BANGKOK • Thailand's Supreme Court has convicted and sentenced former prime minister Yingluck Shinawatra in absentia to five years in prison for mismanaging a rice subsidy scheme that cost the country billions of dollars.
Yingluck, 50, fled abroad last month fearing that the military government, set up after a coup in 2014, would seek a harsh sentence.
For more than a decade, Thai politics has been dominated by a power struggle between Thailand's traditional elite, which includes the army and affluent Bangkok-based upper classes, and the Shinawatra family, including Yingluck's brother Thak-sin Shinawatra, a former prime minister who was also ousted in a coup.
Yingluck had faced up to 10 years in prison for negligence over the costly scheme that helped get her elected in 2011. She had pleaded innocent and accused the military government of political persecution.

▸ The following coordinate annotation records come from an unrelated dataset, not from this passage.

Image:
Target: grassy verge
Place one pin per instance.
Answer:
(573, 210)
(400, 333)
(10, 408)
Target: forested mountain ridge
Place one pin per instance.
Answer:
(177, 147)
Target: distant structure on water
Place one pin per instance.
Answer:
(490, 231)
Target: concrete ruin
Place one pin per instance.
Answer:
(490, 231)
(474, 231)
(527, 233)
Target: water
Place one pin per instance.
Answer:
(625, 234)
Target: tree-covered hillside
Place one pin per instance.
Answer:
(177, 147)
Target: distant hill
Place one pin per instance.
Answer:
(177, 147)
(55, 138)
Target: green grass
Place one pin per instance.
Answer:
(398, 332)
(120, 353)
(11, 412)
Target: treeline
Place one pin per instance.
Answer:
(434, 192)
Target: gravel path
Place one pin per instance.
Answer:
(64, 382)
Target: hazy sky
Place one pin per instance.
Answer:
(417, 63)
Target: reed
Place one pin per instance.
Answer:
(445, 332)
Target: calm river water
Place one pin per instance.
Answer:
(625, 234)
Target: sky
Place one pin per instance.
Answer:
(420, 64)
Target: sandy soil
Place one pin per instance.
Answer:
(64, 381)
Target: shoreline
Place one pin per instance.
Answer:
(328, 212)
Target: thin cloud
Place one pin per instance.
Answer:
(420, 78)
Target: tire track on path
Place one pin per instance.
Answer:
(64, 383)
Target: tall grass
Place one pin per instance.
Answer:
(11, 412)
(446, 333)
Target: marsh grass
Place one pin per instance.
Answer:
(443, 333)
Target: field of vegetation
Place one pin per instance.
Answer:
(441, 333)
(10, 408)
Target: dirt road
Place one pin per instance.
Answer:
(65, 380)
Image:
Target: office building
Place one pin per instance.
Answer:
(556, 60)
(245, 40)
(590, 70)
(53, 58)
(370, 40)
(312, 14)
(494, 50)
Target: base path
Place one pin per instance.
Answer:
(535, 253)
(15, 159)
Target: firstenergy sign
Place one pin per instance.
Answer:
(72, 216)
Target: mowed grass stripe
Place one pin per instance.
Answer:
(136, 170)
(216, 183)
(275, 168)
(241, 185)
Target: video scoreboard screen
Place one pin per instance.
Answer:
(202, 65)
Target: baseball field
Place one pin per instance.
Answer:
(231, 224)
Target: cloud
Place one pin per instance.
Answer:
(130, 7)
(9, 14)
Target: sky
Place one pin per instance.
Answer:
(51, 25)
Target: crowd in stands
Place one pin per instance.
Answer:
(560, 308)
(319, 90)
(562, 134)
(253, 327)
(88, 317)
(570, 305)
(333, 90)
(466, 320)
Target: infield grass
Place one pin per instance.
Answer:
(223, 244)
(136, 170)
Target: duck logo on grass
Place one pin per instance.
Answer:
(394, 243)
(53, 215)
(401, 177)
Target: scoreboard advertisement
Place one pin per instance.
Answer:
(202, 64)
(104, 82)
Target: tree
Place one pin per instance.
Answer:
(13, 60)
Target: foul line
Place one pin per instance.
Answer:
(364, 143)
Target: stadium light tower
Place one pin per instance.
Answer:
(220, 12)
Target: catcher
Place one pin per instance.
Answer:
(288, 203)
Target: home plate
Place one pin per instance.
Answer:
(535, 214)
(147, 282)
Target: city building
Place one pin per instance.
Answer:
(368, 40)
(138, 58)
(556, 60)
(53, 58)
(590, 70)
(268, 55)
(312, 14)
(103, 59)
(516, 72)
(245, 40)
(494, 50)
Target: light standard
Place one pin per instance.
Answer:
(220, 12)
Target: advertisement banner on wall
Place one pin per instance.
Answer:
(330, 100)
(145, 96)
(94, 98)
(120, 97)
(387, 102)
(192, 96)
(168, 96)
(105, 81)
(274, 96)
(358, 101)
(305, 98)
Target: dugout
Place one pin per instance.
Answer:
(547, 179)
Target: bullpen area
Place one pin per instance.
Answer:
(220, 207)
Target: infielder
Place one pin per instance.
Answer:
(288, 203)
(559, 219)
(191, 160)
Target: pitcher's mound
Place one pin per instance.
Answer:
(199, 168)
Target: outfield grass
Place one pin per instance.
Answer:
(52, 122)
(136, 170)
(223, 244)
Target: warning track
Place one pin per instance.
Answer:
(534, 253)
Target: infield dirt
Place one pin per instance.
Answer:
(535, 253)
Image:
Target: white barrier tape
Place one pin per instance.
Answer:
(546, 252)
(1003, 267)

Nine judges voted unanimously to find Yingluck guilty in a verdict reading that took four hours yesterday. A warrant was issued for her arrest.

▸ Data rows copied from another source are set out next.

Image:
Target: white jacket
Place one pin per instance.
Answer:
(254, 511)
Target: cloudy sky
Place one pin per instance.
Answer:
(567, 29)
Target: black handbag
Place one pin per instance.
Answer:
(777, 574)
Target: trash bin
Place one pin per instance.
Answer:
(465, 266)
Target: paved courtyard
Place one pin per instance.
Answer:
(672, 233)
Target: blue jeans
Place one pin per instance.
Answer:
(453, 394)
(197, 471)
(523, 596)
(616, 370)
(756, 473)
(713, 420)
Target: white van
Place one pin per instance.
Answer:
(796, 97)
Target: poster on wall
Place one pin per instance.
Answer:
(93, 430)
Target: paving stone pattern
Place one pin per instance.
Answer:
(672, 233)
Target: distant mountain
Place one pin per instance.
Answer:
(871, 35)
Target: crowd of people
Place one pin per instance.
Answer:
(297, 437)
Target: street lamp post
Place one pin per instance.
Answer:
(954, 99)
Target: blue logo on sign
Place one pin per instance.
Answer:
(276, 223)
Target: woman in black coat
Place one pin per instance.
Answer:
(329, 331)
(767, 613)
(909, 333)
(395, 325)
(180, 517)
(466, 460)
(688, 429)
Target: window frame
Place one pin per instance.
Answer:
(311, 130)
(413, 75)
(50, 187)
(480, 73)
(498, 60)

The court said Yingluck knew members of her administration had falsified government-to-government rice deals but did nothing to stop it. "The accused knew that the government-to-government rice contract was unlawful but did not prevent it," the Supreme Court said. "Which is a manner of seeking unlawful gains. Therefore, the action of the accused is considered negligence of duty."
Last month, a former commerce minister in her government was jailed for 42 years for falsifying government-to-government rice deals in connection with the rice subsidy scheme.

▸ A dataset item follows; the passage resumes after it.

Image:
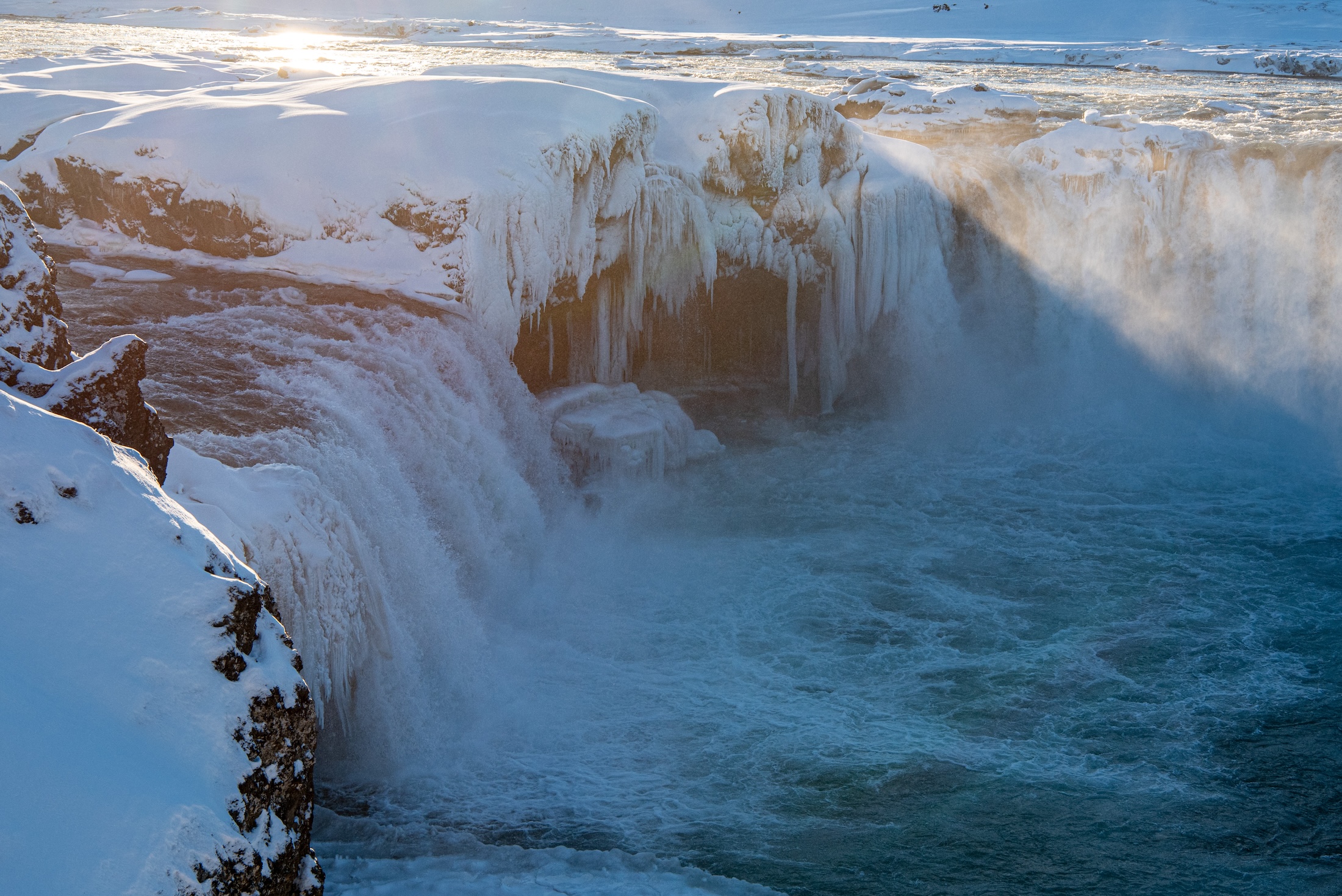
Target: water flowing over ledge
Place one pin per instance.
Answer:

Yingluck's lawyer Norrawit Larlaeng told reporters that an appeal was being discussed.
The Shinawatras had commanded huge support by courting rural voters, helping them to win every general election since 2001, but their foes accused them of corruption and nepotism.
Under the subsidy scheme, Yingluck's government bought rice from farmers at above-market prices, leading to stockpiles and distorted global prices. The losses amounted to US$8 billion (S$10.8 billion), the military government has said.
Yingluck was banned from politics for five years in 2015, but remained the unofficial face of her party and the populist movement that supports it.
Dozens of supporters gathered outside the court to hear the verdict yesterday. That was far fewer than on Aug 25, when the court was originally scheduled to deliver its verdict, only to find out that Yingluck had fled the country.
Though her whereabouts have not been disclosed by either her aides or the junta, it was reported last month she had fled to Dubai, where Thaksin has a home and lives in self-imposed exile to avoid a 2008 jail sentence for corruption.
Neither Yingluck nor Thaksin commented publicly immediately after the verdict. Nothing has been heard from Yingluck since she fled the country, and one of her lawyers, Mr Sommai Koosap, said outside the court yesterday that she has not been in contact.
Photos posted on Instagram this week by one of Thaksin's daughters show Thaksin in London. None of the photos features Yingluck.
The leader of the junta, Prime Minister Prayut Chan-o-cha, said on Tuesday that he knows where Yingluck is but would not reveal it until after the verdict is read.
The Thai authorities investigating how Yingluck escaped said last week that they have questioned three police officers who admitted to helping her.